裹挟着热浪的晚风中夹着一丝泥土的咸腥。吹过发丝,让人愈发烦躁。他身后主楼里依然灯火通明,笑语晏晏,似乎没有因为他的离开发生什么改变。
但他知道,该完成的事已经完成了。今晚沈凌星的那身打扮,沈母的默许,沈父的算计。
早在最开始,这场晚宴会的主角和目的就已经悄无声息的,变了。
新权旧权的捆绑重新建立。沈家夫妇又有了新的傀儡。
沈家的这场权力争夺赛中又多了一个没有名字的配角,
沈途知道他不该走,没有人能插手、算计他和沈婉的事。
但…,他心底里又觉得没有关系。
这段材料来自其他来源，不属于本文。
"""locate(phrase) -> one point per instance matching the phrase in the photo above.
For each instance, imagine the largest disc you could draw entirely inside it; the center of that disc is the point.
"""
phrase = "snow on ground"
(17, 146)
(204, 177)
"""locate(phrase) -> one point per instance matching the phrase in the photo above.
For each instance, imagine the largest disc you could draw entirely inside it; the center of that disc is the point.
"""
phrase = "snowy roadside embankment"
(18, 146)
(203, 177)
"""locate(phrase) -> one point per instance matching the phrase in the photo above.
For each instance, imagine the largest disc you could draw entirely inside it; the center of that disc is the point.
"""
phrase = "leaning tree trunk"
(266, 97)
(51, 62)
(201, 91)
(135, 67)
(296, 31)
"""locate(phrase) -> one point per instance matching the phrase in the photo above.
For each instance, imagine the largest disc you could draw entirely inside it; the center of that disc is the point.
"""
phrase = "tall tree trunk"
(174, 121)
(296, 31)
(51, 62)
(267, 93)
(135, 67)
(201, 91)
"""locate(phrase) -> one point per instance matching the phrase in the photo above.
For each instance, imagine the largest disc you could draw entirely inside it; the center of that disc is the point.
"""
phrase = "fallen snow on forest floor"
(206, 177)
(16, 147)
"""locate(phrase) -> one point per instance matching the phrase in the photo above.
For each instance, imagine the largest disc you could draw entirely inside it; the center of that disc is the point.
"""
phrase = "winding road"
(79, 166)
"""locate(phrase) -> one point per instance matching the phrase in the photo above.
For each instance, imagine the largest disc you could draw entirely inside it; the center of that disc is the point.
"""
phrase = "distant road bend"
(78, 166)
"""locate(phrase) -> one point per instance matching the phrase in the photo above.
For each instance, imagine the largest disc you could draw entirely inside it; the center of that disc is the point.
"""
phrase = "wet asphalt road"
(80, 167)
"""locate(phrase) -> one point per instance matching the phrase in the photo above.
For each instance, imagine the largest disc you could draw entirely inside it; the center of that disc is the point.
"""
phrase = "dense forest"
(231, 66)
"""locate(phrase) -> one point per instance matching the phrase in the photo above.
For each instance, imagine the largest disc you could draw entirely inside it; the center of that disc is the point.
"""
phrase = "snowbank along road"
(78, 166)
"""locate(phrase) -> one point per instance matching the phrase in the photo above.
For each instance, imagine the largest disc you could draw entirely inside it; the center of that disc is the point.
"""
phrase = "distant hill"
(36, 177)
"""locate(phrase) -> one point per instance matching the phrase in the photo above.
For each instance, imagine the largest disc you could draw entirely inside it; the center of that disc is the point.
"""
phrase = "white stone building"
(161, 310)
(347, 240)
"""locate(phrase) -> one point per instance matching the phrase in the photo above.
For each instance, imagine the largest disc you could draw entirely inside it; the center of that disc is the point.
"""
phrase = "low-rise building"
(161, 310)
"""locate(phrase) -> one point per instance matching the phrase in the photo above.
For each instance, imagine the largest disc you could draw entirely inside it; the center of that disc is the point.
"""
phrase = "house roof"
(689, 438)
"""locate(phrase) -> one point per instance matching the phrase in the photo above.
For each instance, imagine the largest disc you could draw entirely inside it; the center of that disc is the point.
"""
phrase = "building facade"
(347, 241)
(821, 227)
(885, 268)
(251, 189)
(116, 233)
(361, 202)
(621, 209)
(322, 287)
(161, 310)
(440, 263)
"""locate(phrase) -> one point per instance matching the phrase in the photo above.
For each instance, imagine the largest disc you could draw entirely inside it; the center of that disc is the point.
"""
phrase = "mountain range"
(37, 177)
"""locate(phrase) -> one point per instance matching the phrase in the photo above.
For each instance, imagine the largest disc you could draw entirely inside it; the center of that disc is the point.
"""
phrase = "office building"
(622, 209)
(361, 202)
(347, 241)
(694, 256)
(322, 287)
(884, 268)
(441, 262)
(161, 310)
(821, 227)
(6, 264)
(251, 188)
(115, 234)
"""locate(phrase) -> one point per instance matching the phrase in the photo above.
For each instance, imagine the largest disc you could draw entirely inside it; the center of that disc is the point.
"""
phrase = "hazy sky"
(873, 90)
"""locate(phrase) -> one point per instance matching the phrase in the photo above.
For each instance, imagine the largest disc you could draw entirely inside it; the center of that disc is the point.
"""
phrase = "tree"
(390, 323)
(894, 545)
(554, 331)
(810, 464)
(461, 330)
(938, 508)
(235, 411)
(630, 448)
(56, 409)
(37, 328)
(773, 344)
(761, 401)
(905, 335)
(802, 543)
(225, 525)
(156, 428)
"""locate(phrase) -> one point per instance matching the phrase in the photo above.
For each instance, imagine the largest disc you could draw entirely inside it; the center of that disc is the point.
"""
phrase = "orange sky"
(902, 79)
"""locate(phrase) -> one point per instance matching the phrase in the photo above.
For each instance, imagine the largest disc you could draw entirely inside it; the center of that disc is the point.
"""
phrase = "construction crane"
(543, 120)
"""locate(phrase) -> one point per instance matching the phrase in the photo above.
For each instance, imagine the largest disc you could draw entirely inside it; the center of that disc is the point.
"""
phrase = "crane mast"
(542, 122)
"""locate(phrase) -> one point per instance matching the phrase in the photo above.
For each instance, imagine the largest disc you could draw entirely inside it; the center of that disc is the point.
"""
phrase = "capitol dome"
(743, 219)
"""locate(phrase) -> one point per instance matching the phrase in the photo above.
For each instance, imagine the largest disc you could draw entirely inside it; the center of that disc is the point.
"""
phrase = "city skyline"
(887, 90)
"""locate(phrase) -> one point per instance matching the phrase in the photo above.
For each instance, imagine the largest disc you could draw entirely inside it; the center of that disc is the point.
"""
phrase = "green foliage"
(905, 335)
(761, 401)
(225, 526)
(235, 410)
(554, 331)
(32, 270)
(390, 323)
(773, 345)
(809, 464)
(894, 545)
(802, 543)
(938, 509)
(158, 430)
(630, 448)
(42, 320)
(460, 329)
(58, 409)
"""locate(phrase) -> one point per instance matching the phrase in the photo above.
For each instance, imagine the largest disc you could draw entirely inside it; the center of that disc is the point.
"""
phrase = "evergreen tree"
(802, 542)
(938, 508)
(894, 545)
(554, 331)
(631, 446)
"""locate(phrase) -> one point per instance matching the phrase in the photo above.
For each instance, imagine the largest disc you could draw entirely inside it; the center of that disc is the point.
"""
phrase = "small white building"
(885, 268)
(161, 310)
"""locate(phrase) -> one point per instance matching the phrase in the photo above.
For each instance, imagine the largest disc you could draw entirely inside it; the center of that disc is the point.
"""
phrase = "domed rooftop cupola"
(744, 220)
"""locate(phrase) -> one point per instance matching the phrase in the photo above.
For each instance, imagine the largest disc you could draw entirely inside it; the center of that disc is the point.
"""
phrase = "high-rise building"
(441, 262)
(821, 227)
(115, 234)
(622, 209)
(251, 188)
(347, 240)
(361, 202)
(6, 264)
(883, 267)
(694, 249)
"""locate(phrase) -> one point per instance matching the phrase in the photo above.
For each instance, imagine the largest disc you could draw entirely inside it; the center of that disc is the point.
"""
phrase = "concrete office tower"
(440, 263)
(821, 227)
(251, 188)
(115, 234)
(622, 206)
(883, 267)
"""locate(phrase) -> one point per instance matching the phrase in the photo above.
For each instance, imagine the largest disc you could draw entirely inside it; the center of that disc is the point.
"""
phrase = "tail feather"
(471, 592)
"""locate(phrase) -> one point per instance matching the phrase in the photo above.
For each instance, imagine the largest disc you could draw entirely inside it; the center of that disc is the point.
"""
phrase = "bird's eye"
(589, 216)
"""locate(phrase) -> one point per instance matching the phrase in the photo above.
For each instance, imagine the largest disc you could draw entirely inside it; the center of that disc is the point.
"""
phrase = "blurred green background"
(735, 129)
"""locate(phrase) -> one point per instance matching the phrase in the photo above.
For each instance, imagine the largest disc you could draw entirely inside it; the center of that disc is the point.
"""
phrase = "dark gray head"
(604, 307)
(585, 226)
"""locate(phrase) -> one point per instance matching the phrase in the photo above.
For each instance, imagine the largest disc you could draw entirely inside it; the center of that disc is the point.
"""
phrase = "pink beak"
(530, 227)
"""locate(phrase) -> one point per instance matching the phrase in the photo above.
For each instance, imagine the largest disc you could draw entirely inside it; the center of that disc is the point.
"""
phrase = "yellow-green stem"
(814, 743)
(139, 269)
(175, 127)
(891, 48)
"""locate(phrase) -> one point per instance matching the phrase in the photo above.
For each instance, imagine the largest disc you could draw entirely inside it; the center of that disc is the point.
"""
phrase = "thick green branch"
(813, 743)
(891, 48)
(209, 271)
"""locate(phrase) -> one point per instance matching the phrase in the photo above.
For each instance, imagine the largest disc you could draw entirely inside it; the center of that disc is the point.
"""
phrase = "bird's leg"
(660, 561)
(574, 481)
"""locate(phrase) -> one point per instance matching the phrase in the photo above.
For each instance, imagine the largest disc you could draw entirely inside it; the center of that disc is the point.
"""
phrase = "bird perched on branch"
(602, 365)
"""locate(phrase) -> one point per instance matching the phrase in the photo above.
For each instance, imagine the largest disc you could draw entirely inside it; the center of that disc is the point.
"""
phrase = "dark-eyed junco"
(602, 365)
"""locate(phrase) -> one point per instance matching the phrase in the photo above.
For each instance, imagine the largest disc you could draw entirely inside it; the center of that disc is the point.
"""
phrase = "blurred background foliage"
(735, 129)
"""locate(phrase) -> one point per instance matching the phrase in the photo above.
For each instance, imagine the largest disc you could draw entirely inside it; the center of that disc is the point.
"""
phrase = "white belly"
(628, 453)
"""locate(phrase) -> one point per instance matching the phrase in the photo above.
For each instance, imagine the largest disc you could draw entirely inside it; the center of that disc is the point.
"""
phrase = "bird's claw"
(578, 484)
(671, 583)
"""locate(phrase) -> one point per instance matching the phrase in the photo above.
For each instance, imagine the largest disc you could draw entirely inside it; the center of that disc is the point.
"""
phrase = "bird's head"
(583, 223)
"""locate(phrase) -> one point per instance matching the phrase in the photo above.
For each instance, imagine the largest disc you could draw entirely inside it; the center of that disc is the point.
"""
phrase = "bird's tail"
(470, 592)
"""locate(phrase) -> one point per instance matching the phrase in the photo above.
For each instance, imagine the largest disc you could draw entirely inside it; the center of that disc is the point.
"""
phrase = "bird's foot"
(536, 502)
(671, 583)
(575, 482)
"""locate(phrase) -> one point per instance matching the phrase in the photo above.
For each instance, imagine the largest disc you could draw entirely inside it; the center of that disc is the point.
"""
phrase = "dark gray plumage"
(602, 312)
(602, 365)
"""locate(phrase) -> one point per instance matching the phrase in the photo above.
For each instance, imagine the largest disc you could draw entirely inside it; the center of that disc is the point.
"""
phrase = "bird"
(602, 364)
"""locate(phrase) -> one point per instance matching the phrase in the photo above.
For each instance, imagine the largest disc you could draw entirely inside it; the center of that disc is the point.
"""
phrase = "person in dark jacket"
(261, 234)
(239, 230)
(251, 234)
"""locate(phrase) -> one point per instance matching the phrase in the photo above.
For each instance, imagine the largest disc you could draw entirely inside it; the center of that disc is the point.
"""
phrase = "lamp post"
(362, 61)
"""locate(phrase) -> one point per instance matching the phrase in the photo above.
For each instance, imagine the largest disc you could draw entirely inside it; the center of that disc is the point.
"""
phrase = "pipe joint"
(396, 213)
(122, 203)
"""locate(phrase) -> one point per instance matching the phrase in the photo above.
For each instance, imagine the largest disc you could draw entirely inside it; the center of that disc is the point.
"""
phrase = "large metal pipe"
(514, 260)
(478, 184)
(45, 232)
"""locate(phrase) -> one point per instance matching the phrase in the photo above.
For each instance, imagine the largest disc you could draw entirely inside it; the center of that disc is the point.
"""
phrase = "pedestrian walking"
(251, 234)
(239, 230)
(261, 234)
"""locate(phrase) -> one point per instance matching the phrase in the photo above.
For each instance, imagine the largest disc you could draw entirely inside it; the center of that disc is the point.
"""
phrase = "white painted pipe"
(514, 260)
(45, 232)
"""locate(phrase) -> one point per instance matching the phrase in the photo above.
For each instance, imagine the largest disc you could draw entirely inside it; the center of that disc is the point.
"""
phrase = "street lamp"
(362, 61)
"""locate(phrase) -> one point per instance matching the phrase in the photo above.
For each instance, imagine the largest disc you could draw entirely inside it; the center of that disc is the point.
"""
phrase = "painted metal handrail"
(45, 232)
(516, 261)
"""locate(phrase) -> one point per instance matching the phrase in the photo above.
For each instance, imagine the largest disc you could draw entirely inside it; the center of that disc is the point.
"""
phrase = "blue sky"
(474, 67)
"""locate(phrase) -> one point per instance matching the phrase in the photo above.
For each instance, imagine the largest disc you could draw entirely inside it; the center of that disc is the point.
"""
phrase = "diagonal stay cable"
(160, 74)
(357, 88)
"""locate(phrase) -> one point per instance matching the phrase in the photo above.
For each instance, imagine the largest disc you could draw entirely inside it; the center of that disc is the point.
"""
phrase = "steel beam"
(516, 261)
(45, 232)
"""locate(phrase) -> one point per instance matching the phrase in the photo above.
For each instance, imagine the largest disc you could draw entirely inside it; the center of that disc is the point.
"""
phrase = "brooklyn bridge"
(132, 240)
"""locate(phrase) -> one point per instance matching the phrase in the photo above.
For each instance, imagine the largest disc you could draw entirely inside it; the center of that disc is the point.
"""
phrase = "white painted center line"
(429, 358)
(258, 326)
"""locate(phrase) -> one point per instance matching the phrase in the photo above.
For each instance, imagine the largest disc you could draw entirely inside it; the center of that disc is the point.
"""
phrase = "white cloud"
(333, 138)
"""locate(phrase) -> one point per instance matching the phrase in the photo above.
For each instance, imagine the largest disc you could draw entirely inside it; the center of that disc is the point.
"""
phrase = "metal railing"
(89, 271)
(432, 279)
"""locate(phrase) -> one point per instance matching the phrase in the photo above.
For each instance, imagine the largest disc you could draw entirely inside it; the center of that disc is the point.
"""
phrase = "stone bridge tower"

只要那件事没有解决,就没有人可以斩断他和沈婉的连接。
他心底隐秘的期待被不断放大。
对,婉婉一定会回来,她会回来找自己,找沈途。她会弯着眼睛对我笑,会瞪着眼睛朝我闹,更会用那双漂亮的眼睛哭着求我。她的所有,她的一切,柔软的,尖锐的,所有的所有都会只对我一个人袒露。只对我。
而不是沈止。
他感受着心里的那股兴奋,觉得无比满足。
他笃定沈婉会回来找他。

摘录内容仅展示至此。